Noem, testifying before a congressional committee Tuesday, gave that response when asked by Sen. Maggie Hassan to define the legal concept.
“That’s incorrect,” the New Hampshire Democrat swiftly interrupted Noem, defining the “legal principle that requires that the government provide a public reason for detaining and imprisoning people.” Hassan, a former attorney who practiced in Boston, went on to call habeas corpus “the foundational right that separates free societies like America from police states like North Korea.”
The back and forth follows comments by White House deputy chief of staff Stephen Miller, who said earlier this month that President Donald Trump is looking for ways to expand his administration’s legal power to deport migrants who are in the United States illegally. To achieve that, Miller said the administration is “actively looking at” suspending habeas corpus.
What is habeas corpus?
The Latin term means, literally, “you have the body.” Federal courts use a writ of habeas corpus to bring a prisoner before a neutral judge to determine if imprisonment is legal.
Habeas corpus was included in the Constitution as an import from English common law. Parliament enacted the Habeas Corpus Act of 1679, which was meant to ensure that the king released prisoners when the law did not justify confining them.
The Constitution’s Suspension Clause, the second clause of Section 9 of Article I, states that habeas corpus “shall not be suspended, unless when, in cases of rebellion or invasion, the public safety may require it.”
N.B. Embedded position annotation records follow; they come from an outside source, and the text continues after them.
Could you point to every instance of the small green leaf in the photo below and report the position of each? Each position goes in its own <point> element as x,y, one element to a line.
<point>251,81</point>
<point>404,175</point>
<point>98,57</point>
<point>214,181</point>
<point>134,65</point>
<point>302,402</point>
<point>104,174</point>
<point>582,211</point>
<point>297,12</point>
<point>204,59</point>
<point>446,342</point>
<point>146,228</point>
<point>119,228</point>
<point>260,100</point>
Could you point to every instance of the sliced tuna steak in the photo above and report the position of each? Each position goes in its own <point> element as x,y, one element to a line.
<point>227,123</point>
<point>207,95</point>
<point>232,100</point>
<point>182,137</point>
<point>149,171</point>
Has it been suspended previously?
Yes. The United States has suspended habeas corpus under four distinct circumstances during its history. Those usually involved authorization from Congress, something that would be nearly impossible today — even at Trump’s urging — given the narrow Republican majorities in the House and Senate.
President Abraham Lincoln suspended habeas corpus multiple times during the Civil War, beginning in 1861 to detain suspected spies and Confederate sympathizers. He ignored a ruling from Roger Taney, the Supreme Court ‘s chief justice. Congress then authorized suspending it in 1863, which allowed Lincoln to do so again.
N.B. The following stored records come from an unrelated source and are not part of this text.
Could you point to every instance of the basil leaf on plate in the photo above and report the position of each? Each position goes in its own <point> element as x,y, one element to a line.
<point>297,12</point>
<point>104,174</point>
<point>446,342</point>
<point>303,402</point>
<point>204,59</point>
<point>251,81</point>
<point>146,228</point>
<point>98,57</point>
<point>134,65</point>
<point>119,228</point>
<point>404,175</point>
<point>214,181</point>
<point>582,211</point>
Congress acted similarly under President Ulysses S. Grant, suspending habeas corpus in parts of South Carolina under the Civil Rights Act of 1871. Also known as the Ku Klux Klan Act, it was meant to counter violence and intimidation by groups that opposed Reconstruction in the South.
Habeas corpus was suspended in two provinces of the Philippines in 1905, when it was a U.S. territory and authorities were worried about the threat of an insurrection, and in Hawaii after the 1941 bombing of Pearl Harbor but before it became a state in 1959.
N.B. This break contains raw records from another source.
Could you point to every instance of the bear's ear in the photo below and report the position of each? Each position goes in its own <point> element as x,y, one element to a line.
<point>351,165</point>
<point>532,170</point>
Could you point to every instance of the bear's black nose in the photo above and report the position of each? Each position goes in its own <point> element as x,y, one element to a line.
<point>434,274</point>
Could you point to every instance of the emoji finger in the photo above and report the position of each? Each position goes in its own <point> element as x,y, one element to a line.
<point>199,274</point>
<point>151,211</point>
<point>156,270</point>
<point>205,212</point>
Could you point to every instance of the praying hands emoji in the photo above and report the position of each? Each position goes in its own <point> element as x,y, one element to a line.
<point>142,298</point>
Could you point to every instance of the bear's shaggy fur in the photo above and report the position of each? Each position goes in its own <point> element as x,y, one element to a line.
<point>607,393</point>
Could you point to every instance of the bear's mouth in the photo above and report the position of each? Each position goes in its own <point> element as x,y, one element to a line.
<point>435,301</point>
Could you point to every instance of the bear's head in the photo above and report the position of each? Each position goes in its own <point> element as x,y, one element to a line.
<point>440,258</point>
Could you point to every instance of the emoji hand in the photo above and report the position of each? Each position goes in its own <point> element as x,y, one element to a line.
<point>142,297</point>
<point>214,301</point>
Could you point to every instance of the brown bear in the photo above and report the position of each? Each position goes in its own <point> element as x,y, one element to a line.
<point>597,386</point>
Writing before becoming a Supreme Court justice, Amy Coney Barrett co-authored a piece stating that the Suspension Clause “does not specify which branch of government has the authority to suspend the privilege of the writ, but most agree that only Congress can do it.”
What has the Trump administration said about suspending it?
Miller has said the administration is considering trying.
“The Constitution is clear, and that of course is the supreme law of the land, that the privilege of the writ of habeas corpus can be suspended in a time of invasion,” he told reporters outside the White House on May 9.
“So, I would say that’s an option we’re actively looking at,” Miller said. “Look, a lot of it depends on whether the courts do the right thing or not.”
Asked by Hassan on Tuesday if she supported the provision, Noem said she did, adding that “the president of the United States has the authority under the Constitution to decide if it should be suspended or not.”
Hassan, who responded by saying that even Lincoln had obtained “retroactive approval” from Congress, then asked Noem if she would follow a court order overturning a theoretical suspension of habeas corpus, or if she would follow Trump’s decision.
Noem said she was “following all court orders ... as is the president,” prompting Hassan to say “that is obviously not true for anybody who reads the news.”
John Blume, a professor at Cornell Law School, said Noem’s response to Hassan was either evidence that she “fundamentally misunderstands habeas corpus” or “was giving an answer she knew was wrong to appease the president.”
Should the administration argue that the constitutional provision should be suspended due to what Trump officials have characterized as an “invasion” by migrants, Blume said he felt such a position would be “very unlikely to fly” with the U.S. Supreme Court.
Could the Trump administration do it?
It can try. Miller suggested that the U.S. is facing an “invasion” of migrants. That term was used deliberately, though any effort to suspend habeas corpus would spark legal challenges questioning whether the country was in fact facing an invasion, let alone one that presented extraordinary threats to public safety.
Federal judges have so far been skeptical of the Trump administration’s past efforts to use extraordinary powers to make deportations easier, and that could make suspending habeas corpus even tougher.
Trump argued in March that the United States was facing an “invasion” of Venezuelan gang members and evoked the Alien Enemies Act of 1798, a wartime authority he has tried to use to speed up mass deportations. His administration acted to swiftly deport alleged members of Tren de Aragua to a notorious prison in El Salvador, leading to a series of legal fights.
Federal courts around the country, including in New York, Colorado, Texas and Pennsylvania, have since blocked the administration’s uses of the Alien Enemies Act for many reasons, including by raising questions about whether the country is truly facing an invasion.
If courts are already skeptical, how could habeas corpus be suspended?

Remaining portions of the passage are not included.